Saturday 17 August 2019

Andy Robertson reveals what Jurgen Klopp said to his Liverpool players after Nou Camp defeat

Defender Andrew Robertson preparing for his second Champions League final.(Richard Sellers/PA)
Defender Andrew Robertson preparing for his second Champions League final.(Richard Sellers/PA)
Kevin Palmer

Kevin Palmer

Liverpool full-back Andy Robertson has revealed the rallying call issued by his manager Jurgen Klopp after the 3-0 Champions League semi-final defeat against Barcelona at the Nou Camp earlier this month, as he suggested he always believed his team would bounce back in the second leg at Anfield.

In a passionate column written for The Players' Tribune website, Scotland international Robertson opened up on his rise to the top of the game, with his recollection of the semi-final win against Barcelona stirring the emotion ahead of Saturday's final against Tottenham in Madrid.

"We knew that we had a chance when we were in the dressing room waiting to run out," stated Robertson, as he reflected on a memorable second leg at Anfield.

"We knew that the manager believed in us because he had told us. We knew that the supporters believed in us because we could hear them. My God, we could hear them. And, probably most important of all, we knew that we believed in ourselves and in each other.

"That's why when Divock (Origi) scored in the seventh minute, I didn't just believe. I knew. I knew what was coming — what Anfield was going to create. I hope that doesn't sound disrespectful in any way, because I couldn't have more respect for Barcelona, but on that night it wasn't about them. It was about us. We were fired up by the fans and our hunger was on another level.

"It hadn't been easy to feel like that in the minutes after Messi had worked his magic in the first leg. At that stage, we felt flat, which was probably unavoidable. Although we were in Barcelona, Madrid couldn't have felt further away. Then the manager came into the dressing room, bouncing and wearing his trademark massive smile.

"'Boys, boys, boys,'" he says, "'We are not the best team in the world. Now you know that. Maybe they are! Who cares? Who cares! We can still beat the best team in the world. Let's go again.'

"I suppose that night will go down in history. Anybody who loves this club will remember where they were, and who they were watching with. For me personally, what made it even more special was where I had come from to get there."

Robertson went on to discuss his passion for Celtic and the fact that his bedroom had green wallpaper and was bedecked in photographs of Henrik Larsson, with his pain when he was rejected by the Parkhead club in his youth chronicled in emotional fashion.

"I had grown up going to Celtic Park with Mum, Dad and my brother. We had four season tickets," he stated.

"My brother and I had Henrik Larsson posters everywhere. Legend. Absolute legend. I even had green wallpaper. Celtic was a part of our family. That's just the way it was and the way it still is. I joined the youth team as a wee lad, just bombing around the pitch pretending I was at Celtic Park.

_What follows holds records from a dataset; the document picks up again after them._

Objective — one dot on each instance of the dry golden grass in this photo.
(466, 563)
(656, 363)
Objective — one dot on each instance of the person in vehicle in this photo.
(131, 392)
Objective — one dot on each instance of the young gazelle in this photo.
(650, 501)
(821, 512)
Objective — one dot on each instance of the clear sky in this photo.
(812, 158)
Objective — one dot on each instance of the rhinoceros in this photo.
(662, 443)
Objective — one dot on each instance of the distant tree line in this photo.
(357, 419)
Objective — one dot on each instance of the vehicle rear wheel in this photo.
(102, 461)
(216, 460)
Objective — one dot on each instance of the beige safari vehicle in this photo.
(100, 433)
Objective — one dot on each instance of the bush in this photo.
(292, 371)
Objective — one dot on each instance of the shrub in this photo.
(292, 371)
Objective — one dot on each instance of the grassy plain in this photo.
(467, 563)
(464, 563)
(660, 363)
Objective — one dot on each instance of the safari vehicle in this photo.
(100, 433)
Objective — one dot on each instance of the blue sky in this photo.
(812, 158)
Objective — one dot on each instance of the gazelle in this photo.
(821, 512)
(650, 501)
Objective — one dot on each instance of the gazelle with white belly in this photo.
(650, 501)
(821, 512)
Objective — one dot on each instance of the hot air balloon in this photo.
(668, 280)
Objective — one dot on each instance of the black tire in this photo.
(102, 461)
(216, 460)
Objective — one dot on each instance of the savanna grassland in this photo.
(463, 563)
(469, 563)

"Over time, I found my way into midfield, and in my last season with Celtic I bounced between the middle and left side quite a bit. They'd brought in a new technical director that year and apparently, I just wasn't in the plans for whatever reason.

"At my end-of-year interview, the coaches let me know they wouldn't be bringing me back. I was 15. One year away from getting a pro contract. One year from being a proper Celtic player. But it was over, just like that, and it hurt like hell.

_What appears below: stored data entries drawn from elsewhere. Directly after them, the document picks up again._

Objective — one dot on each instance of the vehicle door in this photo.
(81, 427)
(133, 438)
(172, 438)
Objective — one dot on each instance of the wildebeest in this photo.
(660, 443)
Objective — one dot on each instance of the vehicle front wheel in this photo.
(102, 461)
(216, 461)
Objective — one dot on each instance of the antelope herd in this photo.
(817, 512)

"Mum hated to see us cry. Still does. But she saw me shed more than a few tears that day. I remember she grabbed me a takeout curry from my favourite place to try to cheer me up. It was midweek, too. I almost never got midweek curry. I couldn't even eat much of that. That's how she knew how bad I was hurting."

Robertson suggests Liverpool's hunger to win the Champions League will be fuelled by their near miss in the Premier League title race this season, as he concluded with this rallying cry to Liverpool fans.

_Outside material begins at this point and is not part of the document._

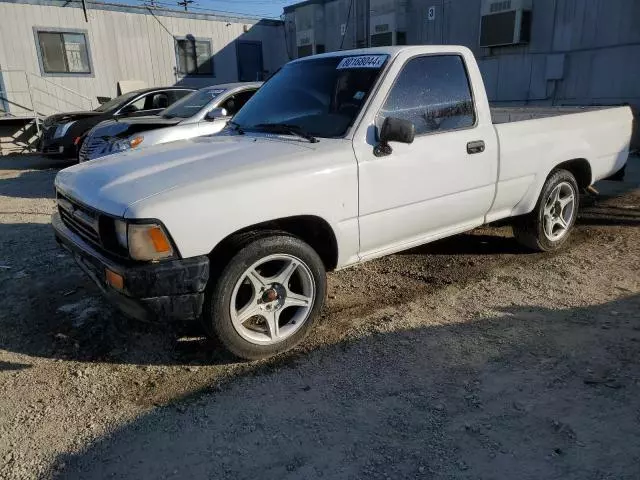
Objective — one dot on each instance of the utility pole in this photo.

"It's not lost on any of us what this opportunity means," he added. "This has been an incredible season, full of so many ups and downs and emotional moments. But for me, it's also been a chance to take a step back and see the full picture.

"From being released by Celtic and sobbing over my curry, to making six quid a night grinding away in Scotland, to signing for Liverpool and putting on that red tracksuit, barely believing it.

"It feels good to have another crack at this final. Nobody deserves it more than our supporters, who have backed us through the good times and the heartbreak. But like us, they will know that we are up against a top side in Spurs. Mauricio Pochettino and his players will be just as determined as we are to do something special in a final like this.

"The thing that matters most is that our fate is in our hands. We know that. And if there's one thing I can guarantee about this team, about this group of players, it's that we will stop at nothing to try to make our supporters' dream come true.

"If that does happen, it won't be a fairy tale. It'll be because we deserve it."